[Issue 113558] Change Case broken by language tags and/or ligatures

Sun Aug 1 04:25:40 UTC 2010

One more comment...

After posting this report yesterday, I starting playing with the new user
dictionary interface in M85 (the default for new user dictionary files has
changed from binary to UTF-8). There are bugs there, too, which may possibly be
related to the casing errors. So, please don't treat the following as a separate
bug report (it's in the wrong place for that, I know), but instead as a clue to
the possible cause of the casing errors.

In short, when I add a word to a user dictionary that contains a double-byte
character (eg a letter combined with an unusual accent, such as dot underneath),
or if the user dictionary already contains such words, things start getting
buggy: in some cases, an *incomplete* copy of the last word in the list gets
appended to the dictionary; in other cases, the word is not added to the
selected dictionary at all, but to another one.
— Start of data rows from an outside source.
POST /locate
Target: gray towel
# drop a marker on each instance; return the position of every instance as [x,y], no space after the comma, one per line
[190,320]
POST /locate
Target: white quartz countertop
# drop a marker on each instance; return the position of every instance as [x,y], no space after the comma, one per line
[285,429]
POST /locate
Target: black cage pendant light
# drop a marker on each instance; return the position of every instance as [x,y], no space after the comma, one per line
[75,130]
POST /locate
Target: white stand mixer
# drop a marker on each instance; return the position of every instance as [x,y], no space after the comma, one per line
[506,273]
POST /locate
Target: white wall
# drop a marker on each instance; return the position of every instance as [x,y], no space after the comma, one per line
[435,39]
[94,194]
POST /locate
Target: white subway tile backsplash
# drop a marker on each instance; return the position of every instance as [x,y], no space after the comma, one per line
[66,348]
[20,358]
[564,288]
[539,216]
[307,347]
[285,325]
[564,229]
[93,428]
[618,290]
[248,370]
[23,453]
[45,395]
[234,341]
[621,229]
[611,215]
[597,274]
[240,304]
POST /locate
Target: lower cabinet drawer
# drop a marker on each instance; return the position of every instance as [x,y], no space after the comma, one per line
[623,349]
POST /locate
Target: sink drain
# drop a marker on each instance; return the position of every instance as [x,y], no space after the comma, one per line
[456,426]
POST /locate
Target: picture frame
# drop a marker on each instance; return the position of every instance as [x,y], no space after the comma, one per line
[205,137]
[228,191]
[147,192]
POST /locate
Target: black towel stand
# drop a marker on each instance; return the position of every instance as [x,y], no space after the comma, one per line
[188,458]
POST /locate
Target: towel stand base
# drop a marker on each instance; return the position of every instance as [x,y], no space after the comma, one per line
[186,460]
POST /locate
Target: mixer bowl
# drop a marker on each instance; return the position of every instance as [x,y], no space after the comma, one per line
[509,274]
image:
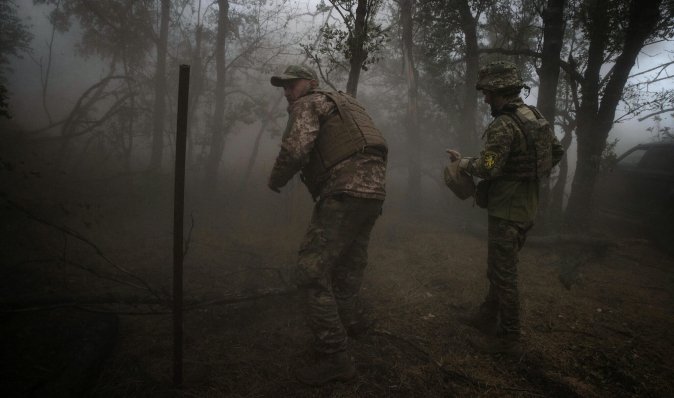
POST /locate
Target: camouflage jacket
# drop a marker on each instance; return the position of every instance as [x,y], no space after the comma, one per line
[514,199]
[502,138]
[361,175]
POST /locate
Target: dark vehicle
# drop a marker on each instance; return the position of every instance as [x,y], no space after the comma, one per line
[640,189]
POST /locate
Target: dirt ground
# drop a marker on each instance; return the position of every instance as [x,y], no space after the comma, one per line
[597,315]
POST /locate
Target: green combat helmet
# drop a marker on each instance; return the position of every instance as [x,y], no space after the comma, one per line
[499,76]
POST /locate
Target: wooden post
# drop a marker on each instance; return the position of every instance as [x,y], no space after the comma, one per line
[178,215]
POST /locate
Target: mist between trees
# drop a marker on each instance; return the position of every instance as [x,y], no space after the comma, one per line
[412,63]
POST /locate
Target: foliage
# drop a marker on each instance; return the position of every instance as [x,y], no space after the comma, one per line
[338,40]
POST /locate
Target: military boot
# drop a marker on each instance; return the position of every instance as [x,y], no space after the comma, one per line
[327,368]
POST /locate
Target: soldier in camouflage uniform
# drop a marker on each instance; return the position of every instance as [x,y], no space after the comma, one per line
[520,147]
[341,157]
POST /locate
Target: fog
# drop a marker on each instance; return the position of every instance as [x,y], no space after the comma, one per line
[87,191]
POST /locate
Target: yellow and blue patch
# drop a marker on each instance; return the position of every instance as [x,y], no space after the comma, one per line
[489,159]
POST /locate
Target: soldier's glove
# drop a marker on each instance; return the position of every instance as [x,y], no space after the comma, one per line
[454,155]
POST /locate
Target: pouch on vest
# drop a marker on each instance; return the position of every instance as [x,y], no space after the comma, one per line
[482,193]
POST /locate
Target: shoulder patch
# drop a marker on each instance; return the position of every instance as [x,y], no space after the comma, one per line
[489,159]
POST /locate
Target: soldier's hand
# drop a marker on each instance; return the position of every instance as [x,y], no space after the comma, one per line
[454,155]
[273,187]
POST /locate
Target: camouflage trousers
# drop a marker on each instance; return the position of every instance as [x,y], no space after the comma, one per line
[331,263]
[506,238]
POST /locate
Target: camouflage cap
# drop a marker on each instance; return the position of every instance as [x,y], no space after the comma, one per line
[499,75]
[293,72]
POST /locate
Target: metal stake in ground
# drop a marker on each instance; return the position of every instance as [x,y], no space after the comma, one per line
[178,213]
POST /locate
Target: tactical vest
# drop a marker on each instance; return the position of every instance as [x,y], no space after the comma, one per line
[536,161]
[345,132]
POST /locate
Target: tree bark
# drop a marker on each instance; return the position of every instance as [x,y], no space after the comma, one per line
[595,117]
[358,53]
[553,36]
[219,131]
[160,89]
[411,117]
[468,138]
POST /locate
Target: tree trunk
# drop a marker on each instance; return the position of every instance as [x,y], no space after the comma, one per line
[595,119]
[196,85]
[556,206]
[553,36]
[468,138]
[160,89]
[411,117]
[358,53]
[219,130]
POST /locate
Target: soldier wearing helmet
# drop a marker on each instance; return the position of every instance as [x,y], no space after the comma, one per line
[519,149]
[341,156]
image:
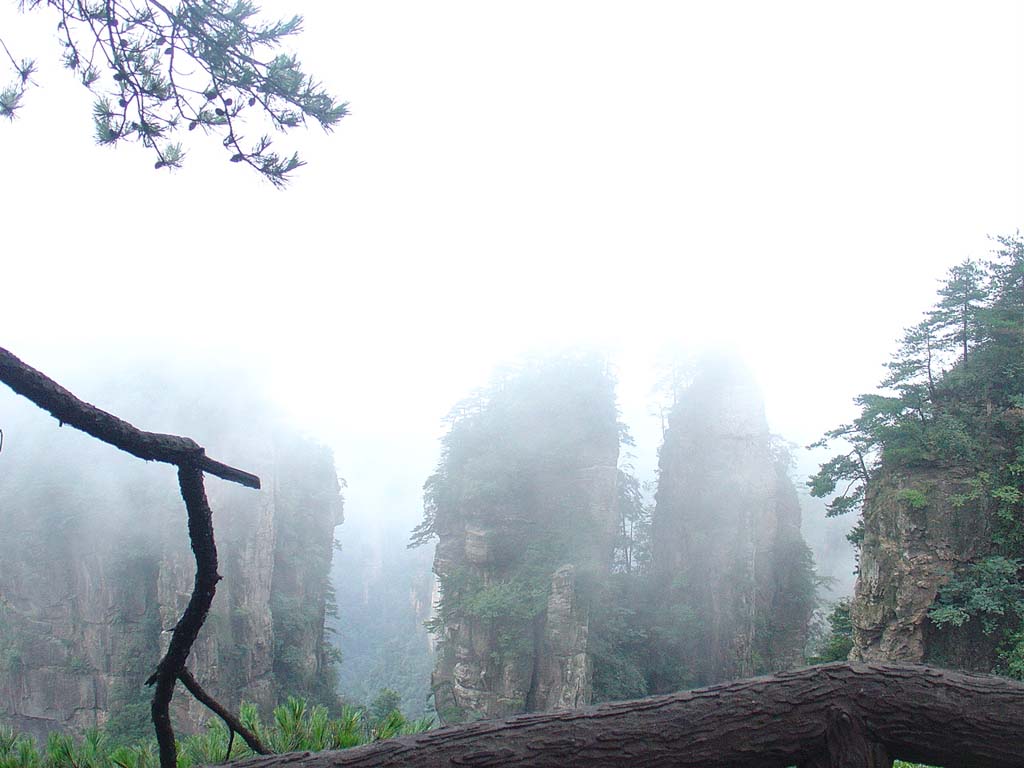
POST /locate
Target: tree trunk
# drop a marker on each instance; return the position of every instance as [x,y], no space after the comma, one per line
[834,715]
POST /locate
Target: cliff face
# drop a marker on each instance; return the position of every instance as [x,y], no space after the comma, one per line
[523,507]
[97,565]
[732,569]
[915,538]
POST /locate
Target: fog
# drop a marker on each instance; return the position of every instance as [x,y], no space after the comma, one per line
[786,181]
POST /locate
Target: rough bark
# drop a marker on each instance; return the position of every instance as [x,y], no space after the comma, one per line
[68,409]
[835,715]
[192,462]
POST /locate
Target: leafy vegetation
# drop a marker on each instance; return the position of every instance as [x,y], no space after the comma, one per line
[157,71]
[294,726]
[953,400]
Again, I'm not a programmer, but if I were to bet on it, I'd guess there's a
possibility that both sets of errors are caused by a bug in a text parsing
library used by both the casing and user dictionary routines.

Reason for saying this is that all the errors - casing and dictionary - appear
to involve miscalculating text bounds.

The parallel is particularly compelling when comparing Capitalize Every Word's
mangling of text with ligatures (which could be counted as one, two or more
characters), to the dictionary parser's mangling of user dictionaries that
contain non-compiled characters with combining accents (which could also be
counted as one, two or more characters).

Has something recently changed in a text parsing component?